Jackie Fielder: Yeah. I think that when faced with the question of how we’re going to pay for this, go right back at the climate disaster: How are we going to pay for rising sea levels? How are we going to pay for contaminated drinking water, for pollution, for, in California, the fires and the lives lost in that?
Climate change, global warming, climate justice, whatever you want to call it, is already going to be astronomically expensive. It’s going to affect the way that we buy food. It’s going to affect the way that we commute. It’s going to affect the way that we are able to have a healthy livelihood on this planet, and so there’s nothing as valuable as clean water, clean soil, clean air. It’s a shame that we would have to weigh the costs and benefits of saving that. There is no option. There’s only the political interests that stand to gain from very short-term thinking in investments in fossil fuels.
Kat Taylor: I wholeheartedly agree with everything that Jackie and Carla said, and I honestly think this is the hugest red herring, the “how will we pay for it” question. When we get politically aligned and scientifically informed—all of us—about climate risks, attending to it will pay for itself. It will pay for itself through public finance where state banks like the bank in California, which has a AAA bond rating, is already investing in renewable and climate infrastructure. It’s allowed to grow and prosper.

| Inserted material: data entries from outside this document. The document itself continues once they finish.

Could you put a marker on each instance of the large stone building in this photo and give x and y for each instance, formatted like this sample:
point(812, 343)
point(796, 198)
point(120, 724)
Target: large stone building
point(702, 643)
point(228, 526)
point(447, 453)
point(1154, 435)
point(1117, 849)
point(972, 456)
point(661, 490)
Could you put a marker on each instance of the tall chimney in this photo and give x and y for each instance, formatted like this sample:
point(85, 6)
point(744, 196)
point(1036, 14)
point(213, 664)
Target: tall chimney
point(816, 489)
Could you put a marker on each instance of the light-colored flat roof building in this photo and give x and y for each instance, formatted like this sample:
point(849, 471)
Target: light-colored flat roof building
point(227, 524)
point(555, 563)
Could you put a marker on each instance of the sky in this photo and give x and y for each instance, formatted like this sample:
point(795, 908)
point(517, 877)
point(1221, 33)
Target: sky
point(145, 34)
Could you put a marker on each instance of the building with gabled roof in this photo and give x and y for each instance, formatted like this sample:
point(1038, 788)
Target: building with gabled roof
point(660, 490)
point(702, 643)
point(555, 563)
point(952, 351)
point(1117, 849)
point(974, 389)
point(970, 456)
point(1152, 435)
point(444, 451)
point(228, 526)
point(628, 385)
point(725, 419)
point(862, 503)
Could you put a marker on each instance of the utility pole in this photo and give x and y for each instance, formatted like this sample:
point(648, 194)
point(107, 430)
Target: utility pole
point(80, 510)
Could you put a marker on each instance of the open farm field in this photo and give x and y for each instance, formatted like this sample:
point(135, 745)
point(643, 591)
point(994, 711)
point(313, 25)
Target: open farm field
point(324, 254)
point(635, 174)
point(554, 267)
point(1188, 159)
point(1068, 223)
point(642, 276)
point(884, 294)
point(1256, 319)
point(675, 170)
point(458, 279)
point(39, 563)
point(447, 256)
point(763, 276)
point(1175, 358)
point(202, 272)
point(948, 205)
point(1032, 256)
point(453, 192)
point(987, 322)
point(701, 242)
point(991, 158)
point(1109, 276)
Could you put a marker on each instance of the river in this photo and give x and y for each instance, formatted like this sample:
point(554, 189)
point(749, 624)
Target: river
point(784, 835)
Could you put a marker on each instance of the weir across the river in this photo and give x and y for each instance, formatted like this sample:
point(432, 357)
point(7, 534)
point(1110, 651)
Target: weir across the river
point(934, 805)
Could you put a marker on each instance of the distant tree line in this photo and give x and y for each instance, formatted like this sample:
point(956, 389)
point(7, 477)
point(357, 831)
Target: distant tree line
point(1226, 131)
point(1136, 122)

When public finance reimagines a municipal bond, which is a really wonderful way for the public to democratically participate in the financing of their future, and companies like Neighborly are trying to proliferate a new and more tracked version of a municipal bond, this public finance can happen at a good rate of return because investing in renewable energy and climate-smart infrastructure is just a good business proposition, too. It will pay for itself with new living wage jobs that fuel the overall economy through good business opportunities for commercial banks and the capital markets, and better wagers for more resilient livelihoods and healthy local living and circular economies.
What we cannot afford, as Carla and Jackie have already said, is not to take action. We have to generate a just transition now and, if we stop subsidizing the old world and use all the financial tools at our disposal for the new advanced energy economy, we could do this in a seriously short amount of time.
Adam Simpson: Thanks again to Kat Taylor of Beneficial State Bank, Jackie Fielder of the San Francisco Public Bank Coalition, and Carla Skandier of the Democracy Collaborative. Thanks, all of you.